Milena De Felice, Juliana Chichorro, Ruizhong Wang, Todd W. Vanderah, Michael H. Ossipov, Frank Porreca. University of Arizona, United States.

Medications used in the treatment of headache, including triptans and opiates, have been linked to the phenomenon of medication overuse headache (MOH). The mechanisms by which medications may increase the frequency of headache are not known. Here, possible neural adaptations elicited by sustained morphine exposure and potential alterations in responses to proposed “triggers” of headache were explored. Male, S.D. rats received morphine (7.7 mg/kg day, s.c.) across 6 days through osmotic mini-pumps. Sensory thresholds were measured by determining the behavioral response to probing the para-ocular region of the face and the hindpaw with calibrated von Frey filaments. Sustained morphine exposure resulted in a time-dependent emergence of tactile hypersensitivity of both the facial region and the hindpaws. Allodynia was first observed 3 days after sustained morphine exposure and was expressed throughout the infusion period (day 6); thresholds returned to baseline levels by approximately day 18. Morphine-induced allodynia was reversed by acute treatment with sumatriptan or naproxen.
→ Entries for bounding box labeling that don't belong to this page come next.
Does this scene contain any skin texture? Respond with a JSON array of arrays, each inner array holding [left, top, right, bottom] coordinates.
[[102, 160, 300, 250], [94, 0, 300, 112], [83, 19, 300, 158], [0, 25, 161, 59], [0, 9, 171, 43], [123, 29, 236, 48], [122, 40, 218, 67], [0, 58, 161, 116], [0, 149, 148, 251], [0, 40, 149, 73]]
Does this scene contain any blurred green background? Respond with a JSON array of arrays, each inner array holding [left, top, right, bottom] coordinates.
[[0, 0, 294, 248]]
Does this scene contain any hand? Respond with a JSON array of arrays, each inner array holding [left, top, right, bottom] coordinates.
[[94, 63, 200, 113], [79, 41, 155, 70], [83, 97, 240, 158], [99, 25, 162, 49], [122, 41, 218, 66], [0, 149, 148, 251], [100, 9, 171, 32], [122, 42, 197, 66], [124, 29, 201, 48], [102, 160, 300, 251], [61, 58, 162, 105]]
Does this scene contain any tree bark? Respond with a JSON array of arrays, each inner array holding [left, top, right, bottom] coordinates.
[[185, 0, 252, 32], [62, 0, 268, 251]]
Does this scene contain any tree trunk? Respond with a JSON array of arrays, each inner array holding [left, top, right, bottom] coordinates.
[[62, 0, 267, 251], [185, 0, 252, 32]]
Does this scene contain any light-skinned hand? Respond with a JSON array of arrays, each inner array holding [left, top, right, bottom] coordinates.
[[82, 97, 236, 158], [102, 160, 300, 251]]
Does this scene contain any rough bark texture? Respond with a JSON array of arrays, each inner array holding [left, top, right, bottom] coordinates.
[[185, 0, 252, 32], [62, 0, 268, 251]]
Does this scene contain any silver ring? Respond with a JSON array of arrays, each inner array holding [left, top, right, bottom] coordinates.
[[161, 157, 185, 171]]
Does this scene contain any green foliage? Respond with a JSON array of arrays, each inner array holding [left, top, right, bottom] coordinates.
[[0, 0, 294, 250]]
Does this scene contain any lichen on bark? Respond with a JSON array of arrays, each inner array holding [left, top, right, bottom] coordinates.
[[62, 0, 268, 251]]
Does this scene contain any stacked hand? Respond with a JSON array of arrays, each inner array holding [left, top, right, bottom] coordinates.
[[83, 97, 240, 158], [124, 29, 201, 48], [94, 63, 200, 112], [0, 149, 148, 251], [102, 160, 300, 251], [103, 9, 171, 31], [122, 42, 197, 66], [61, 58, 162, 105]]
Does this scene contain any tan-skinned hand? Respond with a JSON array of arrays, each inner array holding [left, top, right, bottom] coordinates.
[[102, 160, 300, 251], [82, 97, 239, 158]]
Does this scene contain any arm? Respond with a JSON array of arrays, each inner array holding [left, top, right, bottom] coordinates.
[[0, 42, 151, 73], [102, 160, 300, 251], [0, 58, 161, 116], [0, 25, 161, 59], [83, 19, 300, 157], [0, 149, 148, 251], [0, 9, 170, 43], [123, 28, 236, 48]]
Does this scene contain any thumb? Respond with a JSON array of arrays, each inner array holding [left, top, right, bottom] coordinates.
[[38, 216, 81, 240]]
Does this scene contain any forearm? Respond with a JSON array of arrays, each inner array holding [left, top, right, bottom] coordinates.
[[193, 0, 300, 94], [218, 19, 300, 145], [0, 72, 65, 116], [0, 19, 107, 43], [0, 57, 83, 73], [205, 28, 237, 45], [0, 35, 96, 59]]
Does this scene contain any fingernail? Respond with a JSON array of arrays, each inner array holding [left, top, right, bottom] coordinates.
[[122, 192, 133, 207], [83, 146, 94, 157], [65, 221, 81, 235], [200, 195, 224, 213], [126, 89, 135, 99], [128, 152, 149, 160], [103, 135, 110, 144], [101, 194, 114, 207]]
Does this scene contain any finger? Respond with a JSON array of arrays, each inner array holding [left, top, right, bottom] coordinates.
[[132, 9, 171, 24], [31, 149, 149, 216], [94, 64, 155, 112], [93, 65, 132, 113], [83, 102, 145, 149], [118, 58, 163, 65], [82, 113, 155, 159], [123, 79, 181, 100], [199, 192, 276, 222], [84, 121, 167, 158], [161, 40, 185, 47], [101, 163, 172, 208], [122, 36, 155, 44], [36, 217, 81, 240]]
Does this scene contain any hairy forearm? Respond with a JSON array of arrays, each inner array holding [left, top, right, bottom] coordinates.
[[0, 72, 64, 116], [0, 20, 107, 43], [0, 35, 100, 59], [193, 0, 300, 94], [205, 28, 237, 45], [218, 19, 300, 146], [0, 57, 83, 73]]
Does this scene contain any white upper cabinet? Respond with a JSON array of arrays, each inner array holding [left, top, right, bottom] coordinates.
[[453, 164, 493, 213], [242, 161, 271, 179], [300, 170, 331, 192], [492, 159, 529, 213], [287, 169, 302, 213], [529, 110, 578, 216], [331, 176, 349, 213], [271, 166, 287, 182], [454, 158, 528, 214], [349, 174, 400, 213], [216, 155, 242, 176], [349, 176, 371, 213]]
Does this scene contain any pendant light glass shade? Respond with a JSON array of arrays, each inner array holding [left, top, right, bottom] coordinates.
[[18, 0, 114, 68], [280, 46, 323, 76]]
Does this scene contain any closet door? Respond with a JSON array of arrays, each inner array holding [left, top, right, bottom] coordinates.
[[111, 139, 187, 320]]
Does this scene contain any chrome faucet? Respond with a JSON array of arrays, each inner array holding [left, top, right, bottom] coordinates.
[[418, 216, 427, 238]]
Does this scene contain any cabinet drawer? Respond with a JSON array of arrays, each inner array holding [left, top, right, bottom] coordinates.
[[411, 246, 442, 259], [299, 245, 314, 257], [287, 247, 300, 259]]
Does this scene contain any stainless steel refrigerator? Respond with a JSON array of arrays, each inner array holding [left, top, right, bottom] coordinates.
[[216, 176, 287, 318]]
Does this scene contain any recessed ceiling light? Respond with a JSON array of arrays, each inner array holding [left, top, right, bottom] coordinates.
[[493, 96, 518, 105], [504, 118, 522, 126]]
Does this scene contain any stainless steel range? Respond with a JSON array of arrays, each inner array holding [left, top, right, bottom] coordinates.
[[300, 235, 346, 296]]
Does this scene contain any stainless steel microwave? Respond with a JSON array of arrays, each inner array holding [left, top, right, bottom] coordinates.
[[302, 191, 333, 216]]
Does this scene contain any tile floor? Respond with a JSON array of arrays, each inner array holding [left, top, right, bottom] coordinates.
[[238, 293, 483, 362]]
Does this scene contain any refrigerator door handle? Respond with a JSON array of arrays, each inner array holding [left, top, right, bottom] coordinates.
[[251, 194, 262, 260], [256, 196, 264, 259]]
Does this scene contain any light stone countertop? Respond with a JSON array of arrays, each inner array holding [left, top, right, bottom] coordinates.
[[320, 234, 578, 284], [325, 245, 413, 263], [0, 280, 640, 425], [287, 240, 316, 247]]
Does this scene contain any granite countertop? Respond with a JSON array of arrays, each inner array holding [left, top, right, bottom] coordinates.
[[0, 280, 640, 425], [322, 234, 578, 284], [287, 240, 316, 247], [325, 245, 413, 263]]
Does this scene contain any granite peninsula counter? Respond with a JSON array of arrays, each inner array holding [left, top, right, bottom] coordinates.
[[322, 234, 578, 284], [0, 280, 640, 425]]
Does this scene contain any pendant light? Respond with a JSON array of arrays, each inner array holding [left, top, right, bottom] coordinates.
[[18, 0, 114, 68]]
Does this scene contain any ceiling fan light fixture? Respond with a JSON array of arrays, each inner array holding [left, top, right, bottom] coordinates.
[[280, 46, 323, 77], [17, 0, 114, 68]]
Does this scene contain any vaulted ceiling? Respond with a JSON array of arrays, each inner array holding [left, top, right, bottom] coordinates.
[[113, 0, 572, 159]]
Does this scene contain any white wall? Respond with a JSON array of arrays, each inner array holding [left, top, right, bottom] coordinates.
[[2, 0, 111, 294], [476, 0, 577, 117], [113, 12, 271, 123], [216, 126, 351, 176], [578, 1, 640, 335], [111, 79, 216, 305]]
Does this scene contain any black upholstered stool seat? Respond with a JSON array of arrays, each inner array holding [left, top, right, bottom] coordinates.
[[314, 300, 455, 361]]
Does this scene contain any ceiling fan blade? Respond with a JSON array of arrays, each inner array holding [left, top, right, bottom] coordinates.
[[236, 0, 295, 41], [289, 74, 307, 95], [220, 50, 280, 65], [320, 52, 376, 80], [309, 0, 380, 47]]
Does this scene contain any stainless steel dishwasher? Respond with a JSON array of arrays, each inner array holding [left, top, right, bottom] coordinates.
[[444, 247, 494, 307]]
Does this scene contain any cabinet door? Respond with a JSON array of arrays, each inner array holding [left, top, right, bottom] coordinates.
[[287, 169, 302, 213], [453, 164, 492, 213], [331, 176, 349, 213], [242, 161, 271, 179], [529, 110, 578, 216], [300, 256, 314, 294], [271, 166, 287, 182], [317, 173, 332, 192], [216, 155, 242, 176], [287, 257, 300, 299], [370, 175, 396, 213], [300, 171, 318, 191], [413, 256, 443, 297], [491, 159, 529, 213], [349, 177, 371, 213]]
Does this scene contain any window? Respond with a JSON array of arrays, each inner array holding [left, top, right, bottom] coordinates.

Sustained morphine enhanced CGRP content and capsaicin-evoked CGRP release in the nucleus caudalis. Enhanced capsaicin-evoked CGRP release was blocked by sumatriptan or naproxen. Sustained morphine resulted in upregulation of CGRP in identified dural afferents and increased expression was observed in IB4 (i.e., “peptide-poor”) and NF200 positive cells. Morphine failed to induce upregulation of SP in identified dural afferents. Critically, the expression of CGRP was still elevated 14 days after termination of morphine infusion, a time-point at which morphine-induced allodynia had resolved. On day 20 when sensory thresholds were at pre-drug baseline levels, morphine or saline pre-exposed rats received systemic sodium nitroprusside (an NO donor) or a 1 hr period of stress (i.e., unrestrained exposure to a bright light). Both, the NO donor or stress, re-instated facial and hindpaw allodynia in morphine-, but not saline-, pretreated rats. These observations suggest that exposure to morphine over a period of days results in long-lasting neuroadaptive changes that promote a state of increased responsiveness, and susceptibility to stimuli that may promote activation of the nociceptive trigeminal system.